Staatliche Neutralität: Ein öffentliches Amt ist nicht für politische Meinungsmache da

Pegida mal das Licht ausknipsen? Ein höchstrichterliches Urteil gibt Politikern mehr Freiraum, als ihnen zustehen kann. Ein Kommentar.

Ein Kommentar von Jost Müller-Neuhof

Jenseits eines kurzen Weihnachtsfriedens steht so viel fest: Der politische Streit wird härter. Noch härter. Selbst wenn es zu einer neuen Groko kommt, wird sie kein Konsensmodell mehr sein. Wer Wählerstimmen gewinnen will, wird fundamentaler, grenzt sich ab. Die AfD hat es vorgemacht, die FDP macht es nach, die SPD hat’s versucht. Doch es gibt Grenzen, zumindest für diejenigen Politiker, die wie Kanzler, Minister oder Bürgermeister zugleich Amtsträger sind. Für sie gilt das verfassungsrechtliche Neutralitätsgebot. In amtlicher Funktion müssen sie sich zurückhalten im politischen Meinungskampf. Parteien sollen im Wettbewerb eine faire Chance haben.

Ein dunkles Rathaus sollte ein Zeichen setzen

Viele Politiker empfinden das als Fessel. Nun hat das Bundesverwaltungsgericht sie gelockert. Das folgt aus den Urteilsgründen, die das Gericht für seine Entscheidung zur Düsseldorfer „Licht aus“-Aktion vorgelegt hat (Az.: 10 C 6.16). Bürgermeister Thomas Geisel (SPD) hatte das Rathaus und andere öffentliche Gebäude verdunkeln lassen, aus Protest gegen eine islamfeindliche Demo. Und er rief zur Gegendemo auf. Rechtswidrig, urteilten die zuständigen Gerichte. Das Bundesverwaltungsgericht hat die Urteile bestätigt, aber zugleich Wege aufgezeigt, wie Politiker ihr Amt eben doch für politische Kämpfe benutzen können.

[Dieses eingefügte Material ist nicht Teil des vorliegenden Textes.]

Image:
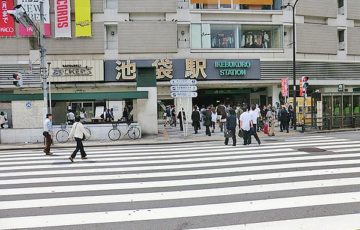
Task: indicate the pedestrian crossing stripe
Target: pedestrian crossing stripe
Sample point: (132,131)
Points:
(176,212)
(209,173)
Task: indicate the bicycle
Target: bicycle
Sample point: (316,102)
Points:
(62,136)
(132,131)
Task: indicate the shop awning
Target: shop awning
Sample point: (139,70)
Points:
(245,2)
(114,96)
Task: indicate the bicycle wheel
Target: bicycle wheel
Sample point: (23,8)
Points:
(89,131)
(62,136)
(134,133)
(114,134)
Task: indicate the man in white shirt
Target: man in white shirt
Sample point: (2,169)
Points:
(254,117)
(246,124)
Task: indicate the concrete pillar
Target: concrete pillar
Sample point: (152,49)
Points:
(146,110)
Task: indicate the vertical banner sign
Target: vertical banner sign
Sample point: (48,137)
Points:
(7,24)
(285,87)
(62,19)
(32,8)
(82,18)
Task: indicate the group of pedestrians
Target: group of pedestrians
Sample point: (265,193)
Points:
(78,132)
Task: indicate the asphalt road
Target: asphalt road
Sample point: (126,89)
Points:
(305,182)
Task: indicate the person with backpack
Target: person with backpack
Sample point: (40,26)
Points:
(79,133)
(231,127)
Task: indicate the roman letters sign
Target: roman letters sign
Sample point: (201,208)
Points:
(62,19)
(7,26)
(32,8)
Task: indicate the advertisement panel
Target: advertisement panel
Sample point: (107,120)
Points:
(82,18)
(62,19)
(7,24)
(32,8)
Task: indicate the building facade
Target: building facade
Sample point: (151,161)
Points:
(237,50)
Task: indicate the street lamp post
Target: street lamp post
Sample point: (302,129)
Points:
(23,18)
(294,58)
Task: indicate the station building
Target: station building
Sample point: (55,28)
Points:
(237,50)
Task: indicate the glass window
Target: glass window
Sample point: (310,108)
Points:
(260,36)
(223,36)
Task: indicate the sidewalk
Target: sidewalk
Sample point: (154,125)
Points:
(167,135)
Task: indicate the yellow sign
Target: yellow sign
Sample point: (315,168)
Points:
(82,18)
(126,70)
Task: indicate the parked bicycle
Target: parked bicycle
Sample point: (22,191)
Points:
(62,136)
(132,131)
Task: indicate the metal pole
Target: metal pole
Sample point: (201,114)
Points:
(42,59)
(48,74)
(294,65)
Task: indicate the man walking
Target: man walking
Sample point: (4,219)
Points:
(231,126)
(48,132)
(245,125)
(254,117)
(195,117)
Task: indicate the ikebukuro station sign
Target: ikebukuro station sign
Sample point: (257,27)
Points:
(199,69)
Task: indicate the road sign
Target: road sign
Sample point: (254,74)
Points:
(183,94)
(183,88)
(183,82)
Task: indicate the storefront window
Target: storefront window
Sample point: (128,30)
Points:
(219,36)
(256,36)
(235,5)
(223,36)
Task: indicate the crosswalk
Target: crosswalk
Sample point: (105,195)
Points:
(281,184)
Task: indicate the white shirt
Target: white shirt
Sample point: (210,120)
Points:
(245,118)
(254,116)
(78,130)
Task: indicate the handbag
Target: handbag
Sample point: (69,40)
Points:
(228,134)
(240,133)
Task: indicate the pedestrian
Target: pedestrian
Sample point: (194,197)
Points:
(70,117)
(207,121)
(182,118)
(195,117)
(284,120)
(173,116)
(213,119)
(271,120)
(48,133)
(2,119)
(246,124)
(254,117)
(79,133)
(221,110)
(231,126)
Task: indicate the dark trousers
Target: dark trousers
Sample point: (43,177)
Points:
(254,133)
(196,125)
(208,130)
(48,142)
(233,137)
(79,146)
(246,137)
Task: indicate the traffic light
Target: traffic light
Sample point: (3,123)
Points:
(305,84)
(17,79)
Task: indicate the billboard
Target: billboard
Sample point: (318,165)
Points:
(7,24)
(62,19)
(32,8)
(82,18)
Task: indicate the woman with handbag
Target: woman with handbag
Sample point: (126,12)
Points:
(79,133)
(230,127)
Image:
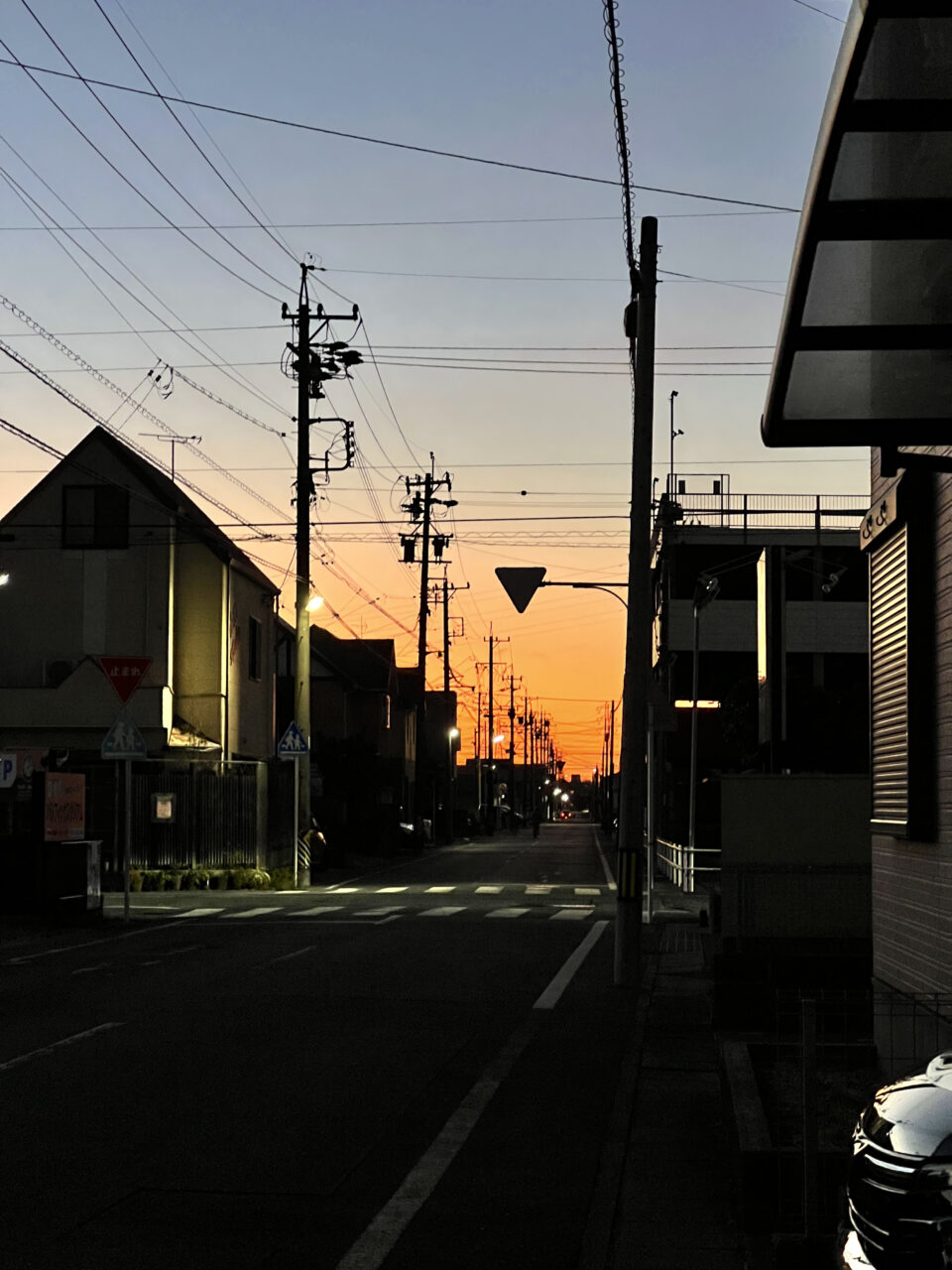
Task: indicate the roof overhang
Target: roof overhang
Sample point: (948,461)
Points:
(865,349)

Das Neutralitätsgebot schützt nur Parteien, sagen die Richter

Der Trick: Das Neutralitätsgebot gelte nicht allgemein, sondern schütze nur Parteien. Politische Gruppierungen wie etwa Pegida oder eben hier „Dügida“ dürfen von Amtsträgern angegangen werden. Hier gelte nur das Sachlichkeitsgebot. Es dürfe dann nicht nur Konfrontation, es müsse auch Argumente geben. Daran gemessen, kann die nächste „Licht aus“-Aktion stattfinden: Bürgermeister Geisel müsste nur in einem Statement begründen, weshalb er die Lampen ausknipst. Das hatte er hier unterlassen. Allein ein Symbol ist noch keine sachliche Auseinandersetzung, sagt das Gericht.

Die amtliche Freiheit endet, wo sie missbraucht wird

Hoffentlich ist das nicht das letzte Wort. Staatliche Neutralität ist ein Prinzip, das nicht nur im Wettbewerb von Parteien eine Rolle spielt. Es ist elementar im politischen Streit, dass Amtsträger die Kommunikationsmacht ihrer Ämter nicht für Propaganda missbrauchen. Man stelle sich vor, ein Bürgermeister verdunkelt das Rathaus, um ein Zeichen gegen demonstrierende Frauen zu setzen, die das Werbeverbot für Abtreibungen abschaffen wollen. Sachlich begründen kann man das gut. Aber es wäre Missbrauch und Einmischung. Ein Bürgermeister muss schon selbst auf die Straße gehen, wenn er derart konfrontativ in sensible Diskussionen eingreifen will.

Bürger sind freier als der Staat

Natürlich dürfen auch Amtsträger amtliche Symbole setzen. Gegen Hass zum Beispiel und für Menschlichkeit. Aber nicht gegen Demonstranten, die einen politischen Willen artikulieren, der dem eigenen entgegensteht. Bürger sind freier als der Staat. Davon lebt die Demokratie.